Раньше, когда я молодой был, в моменты тоски созывал друзей. Мы по ресторанам не ходили, а я сам готовил, причем не по рецептам, а по воспоминаниям — по вкусу и запаху детских лет. В России у нас были служанки, которые готовили; мать готовила замечательно. Я еще помню вкус тех блюд! И конечно, помню то, что я пробовал, нюхал, едал повсюду. Хоть и без рецептов, а получается у меня вкусно. Единственное, я не всегда уверен с плитой, какой она жар дает и сколько времени еду в ней держать. Тут надо пробовать несколько раз, экспериментировать, и только тогда решить. Это похоже на балет: там тоже надо пробовать — немножко жару, немножко холоду, немножко того подсыпать, немножко этого подбавить, перца там или соли. В балете, как и в кулинарном искусстве, результат зависит от опыта, уверенности в себе и интуиции. И еще — от везения.
Волков: Склонный к самоанализу Чайковский признавался, что не может усмотреть в своих поступках никакой иной логики, кроме эмоциональной, и заключал: «Мне кажется, что я обречен целую жизнь сомневаться и искать выхода из противоречий». Когда читаешь дневник или письма Чайковского, иногда может показаться, что вот-вот под давлением внешних событий и внутренних импульсов личность композитора распадется. Но каждый раз Чайковский находит в себе силы преодолеть кризис. Главный стимул для него, конечно, работа, сочинение музыки. Но что заставляет Чайковского встречаться с людьми, искать контактов с издателями, исполнителями, самому дирижировать, — говоря словами Чайковского, «накладывать на себя ярмо»? «Ответ простой, — объясняет он, — все это я проделываю, ибо считаю своим долгом. Я нужен, и, пока жив, надо эту нужду удовлетворять».
Баланчин: Конечно! Пока у композитора есть силы, он должен все это делать! И Стравинский делал то же самое! И у нас то же самое, в нашем балете: нужно ездить повсюду, интервью давать, на приемы ходить. Ведь это же все ужасно утомительно. А потом думаешь: ведь это для театра нужно, значит, это важно, это хорошо. И потом, в этом есть такое русское: «я должен!» Чувство долга — это русское, как у Льва Толстого, у Достоевского. Русский человек ощущает, что он какую-то миссию выполняет. Вот Чайковский — он же совершенно не светский человек, но он общественный человек, он гражданин. Большая разница между светским человеком и общественным. Чайковский считал, что его музыка нужна. Значит, он старался, пока жив, ее объяснить, чтобы она стала понятней. Это и есть ощущение долга перед музыкой. Оно идет от сильного религиозного чувства Ты знаешь, что так нужно сделать, и выполняешь, потому что веришь в это.

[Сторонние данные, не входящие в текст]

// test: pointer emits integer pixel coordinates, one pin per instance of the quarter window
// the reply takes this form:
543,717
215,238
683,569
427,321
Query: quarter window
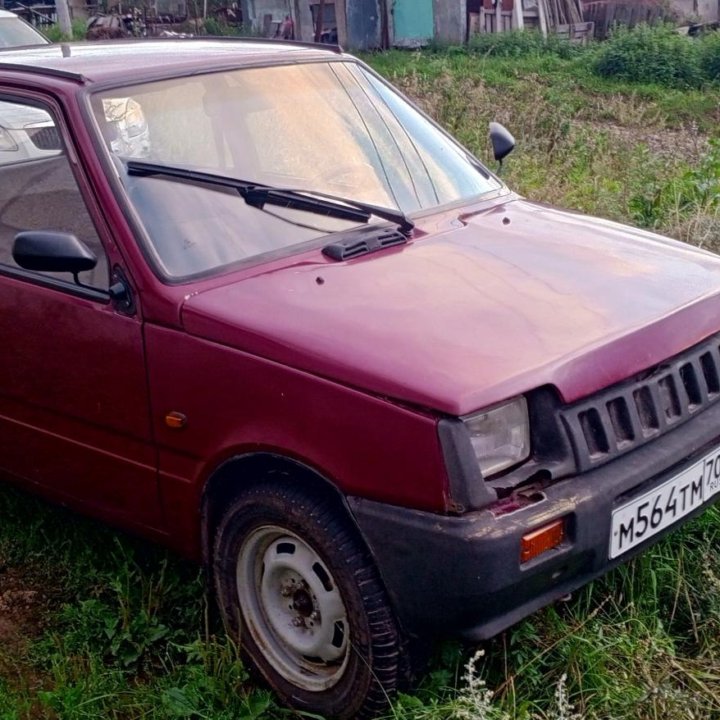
38,190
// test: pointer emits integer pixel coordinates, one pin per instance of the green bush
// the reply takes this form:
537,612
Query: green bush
710,55
650,54
520,43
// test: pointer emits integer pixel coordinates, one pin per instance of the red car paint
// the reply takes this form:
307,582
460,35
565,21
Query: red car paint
345,367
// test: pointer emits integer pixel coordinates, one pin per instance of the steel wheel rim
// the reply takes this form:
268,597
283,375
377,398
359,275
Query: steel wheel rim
292,608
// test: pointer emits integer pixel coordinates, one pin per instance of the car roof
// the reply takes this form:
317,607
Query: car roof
130,61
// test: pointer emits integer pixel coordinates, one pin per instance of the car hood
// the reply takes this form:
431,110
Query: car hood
513,298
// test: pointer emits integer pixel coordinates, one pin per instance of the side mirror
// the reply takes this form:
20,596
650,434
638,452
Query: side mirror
49,251
502,140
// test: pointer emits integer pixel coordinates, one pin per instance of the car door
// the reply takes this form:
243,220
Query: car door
74,408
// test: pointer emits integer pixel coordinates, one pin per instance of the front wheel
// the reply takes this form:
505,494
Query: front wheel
299,589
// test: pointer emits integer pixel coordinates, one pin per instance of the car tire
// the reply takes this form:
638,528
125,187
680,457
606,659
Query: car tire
299,590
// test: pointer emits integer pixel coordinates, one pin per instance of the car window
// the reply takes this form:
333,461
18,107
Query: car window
16,33
38,190
328,128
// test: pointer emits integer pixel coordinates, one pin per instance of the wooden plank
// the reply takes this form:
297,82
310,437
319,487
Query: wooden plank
542,15
518,20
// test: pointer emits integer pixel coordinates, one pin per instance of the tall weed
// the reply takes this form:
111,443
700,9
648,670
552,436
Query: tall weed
650,54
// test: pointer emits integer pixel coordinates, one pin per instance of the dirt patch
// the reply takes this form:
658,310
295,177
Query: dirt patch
26,596
685,144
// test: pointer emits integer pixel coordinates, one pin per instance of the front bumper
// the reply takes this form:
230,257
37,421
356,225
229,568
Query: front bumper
461,575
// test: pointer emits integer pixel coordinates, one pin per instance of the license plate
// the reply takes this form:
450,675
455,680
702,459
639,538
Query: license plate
659,508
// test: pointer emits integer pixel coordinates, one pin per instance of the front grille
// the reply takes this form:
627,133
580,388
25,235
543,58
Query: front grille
46,138
626,416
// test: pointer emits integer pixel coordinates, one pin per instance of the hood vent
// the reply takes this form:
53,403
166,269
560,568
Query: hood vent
363,241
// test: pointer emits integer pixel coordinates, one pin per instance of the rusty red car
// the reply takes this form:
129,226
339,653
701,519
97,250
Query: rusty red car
257,306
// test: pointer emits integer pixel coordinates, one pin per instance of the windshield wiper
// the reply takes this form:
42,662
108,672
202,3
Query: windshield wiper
258,195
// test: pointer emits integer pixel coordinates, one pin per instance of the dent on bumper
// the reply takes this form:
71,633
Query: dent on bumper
462,575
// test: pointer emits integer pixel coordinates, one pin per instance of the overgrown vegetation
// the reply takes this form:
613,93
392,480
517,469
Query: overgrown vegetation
94,624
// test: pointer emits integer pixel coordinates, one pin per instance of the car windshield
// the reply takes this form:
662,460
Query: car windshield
330,127
16,33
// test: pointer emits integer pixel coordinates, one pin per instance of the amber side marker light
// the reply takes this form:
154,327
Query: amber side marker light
175,420
541,540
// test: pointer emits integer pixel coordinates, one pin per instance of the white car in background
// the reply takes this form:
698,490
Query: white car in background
15,32
26,133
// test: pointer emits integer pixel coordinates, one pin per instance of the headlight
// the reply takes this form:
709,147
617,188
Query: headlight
500,436
6,142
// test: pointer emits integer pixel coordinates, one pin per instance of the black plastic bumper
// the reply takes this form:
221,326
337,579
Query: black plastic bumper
463,576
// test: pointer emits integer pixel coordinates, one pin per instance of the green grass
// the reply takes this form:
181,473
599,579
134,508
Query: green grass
106,626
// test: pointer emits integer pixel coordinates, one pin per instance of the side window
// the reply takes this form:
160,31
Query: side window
38,190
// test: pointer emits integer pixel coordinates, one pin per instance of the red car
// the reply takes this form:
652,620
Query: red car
258,307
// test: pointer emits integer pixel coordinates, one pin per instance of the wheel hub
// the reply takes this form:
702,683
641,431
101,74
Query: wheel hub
293,608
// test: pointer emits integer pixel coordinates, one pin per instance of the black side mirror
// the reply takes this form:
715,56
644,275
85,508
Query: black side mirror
49,251
502,140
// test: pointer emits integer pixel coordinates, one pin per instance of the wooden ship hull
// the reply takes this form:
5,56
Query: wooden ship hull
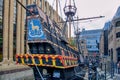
48,51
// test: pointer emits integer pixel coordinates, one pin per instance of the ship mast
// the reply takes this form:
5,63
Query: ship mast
56,10
69,10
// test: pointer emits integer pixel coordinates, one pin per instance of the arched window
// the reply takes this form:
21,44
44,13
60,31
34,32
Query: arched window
117,24
118,35
1,30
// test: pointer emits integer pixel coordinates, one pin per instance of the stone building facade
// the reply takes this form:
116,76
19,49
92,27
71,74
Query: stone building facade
13,32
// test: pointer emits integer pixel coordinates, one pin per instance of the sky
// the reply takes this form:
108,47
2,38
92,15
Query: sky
92,8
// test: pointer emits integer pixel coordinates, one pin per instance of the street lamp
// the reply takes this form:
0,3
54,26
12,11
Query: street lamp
104,59
89,71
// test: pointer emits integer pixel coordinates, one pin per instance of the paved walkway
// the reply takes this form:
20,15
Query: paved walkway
108,75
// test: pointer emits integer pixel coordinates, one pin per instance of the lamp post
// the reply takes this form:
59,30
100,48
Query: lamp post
104,57
89,71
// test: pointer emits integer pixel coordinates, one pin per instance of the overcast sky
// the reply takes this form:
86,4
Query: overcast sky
92,8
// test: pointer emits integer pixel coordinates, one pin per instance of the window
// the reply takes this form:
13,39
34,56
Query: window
118,35
41,49
117,24
1,30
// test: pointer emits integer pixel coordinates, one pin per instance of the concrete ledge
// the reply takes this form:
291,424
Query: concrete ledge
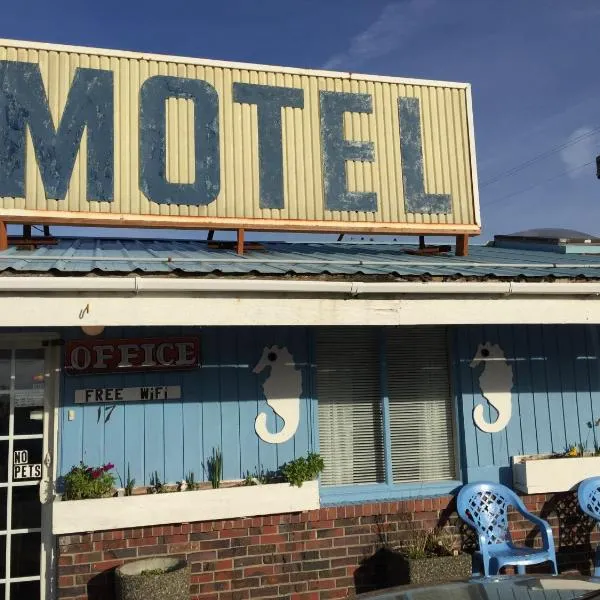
76,516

Я знаю, как вера примиряла Стравинского с жизнью. То же самое, видимо, испытывал и Чайковский.
Чайковский сам описал один такой случай. Крайне взволнованный неприятностями, он бродил по Петербургу и зашел помолиться в храм Христа Спасителя. Молитва, запах ладана, священник, читающий Евангелие, — все это успокоило его. С Чайковским такое случалось, случалось не раз.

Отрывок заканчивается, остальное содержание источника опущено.